Posted 31 January 2013 - 09:52 AM

hi there. I have been working on a pool simulator in DarkBasic for a while now and it doesnt work correctly. And i cant see why.

so the problem is that when sliding on the table the balls angular velocity doesnt change as fast as it does in real life ( i have a pool table available so i have checked it over and over. (i also found some highspeed videos online which confirm the error)

I use the following to calculate the motion of the ball on the table:

where

V = vector for velocity of ball

W = vector for angular velocity of ball

P = vector for position of ball

Vt = vector for perimeter velocity at contact point ( with table)

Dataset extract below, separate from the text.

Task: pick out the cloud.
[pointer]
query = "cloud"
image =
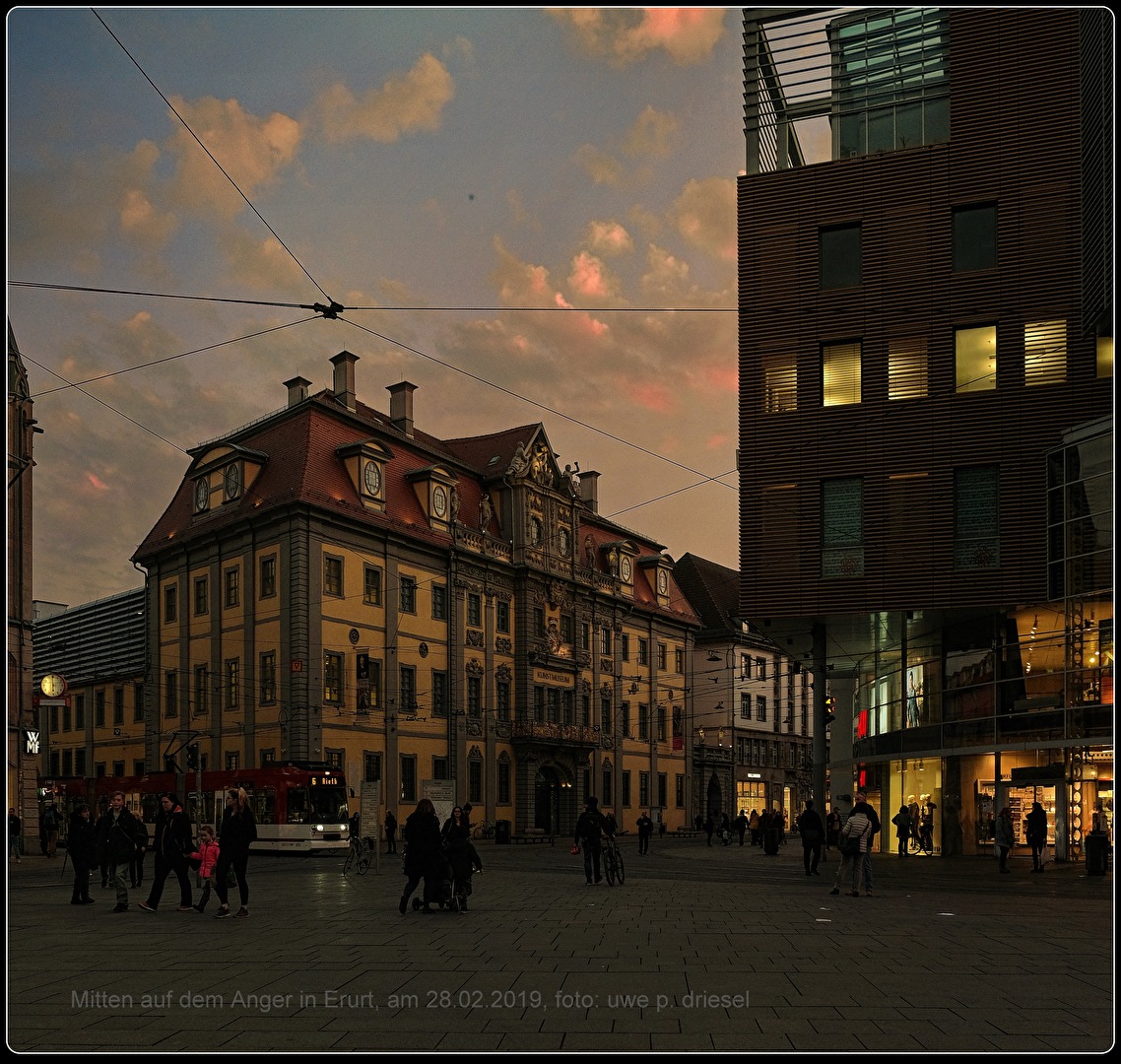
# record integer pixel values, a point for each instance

R = vector from center of ball to the table ( length r)

m = mass ( 0.16 kg )

g = acceleration due gravity ( 9.81)

us = coefficient of friction while slipping (0.2) ( have tried all kinds of values)

ur = coefficient of friction while rolling (0.01)

x is cross product

d is delta

dt = time-step of the simulation ( on the order of 5x10^-5 )

Vt = (R x W) + V

if Vt = 0 then the ball is rolling without any slip

dV = -us*g*dt*(Vt/|Vt|)                                 (Vt/|Vt|) is the unit vector in direction Vt

V = V+dV

dW = [(-us*m*g*r*(Vt/|Vt|)]x R) * (5*dt)/(2*m*r^2)

W = W+dW

if the ball is rolling:

V = V-(ur*g*dt)*(Vt/|Vt|)

endif

Wz = Wz*(1-uz*dt)               where Wz is the z(perpendicular to table) component of the angular velocity and uz is a friction to slow it down ( nothing in the "real" physics would stop pure z spin)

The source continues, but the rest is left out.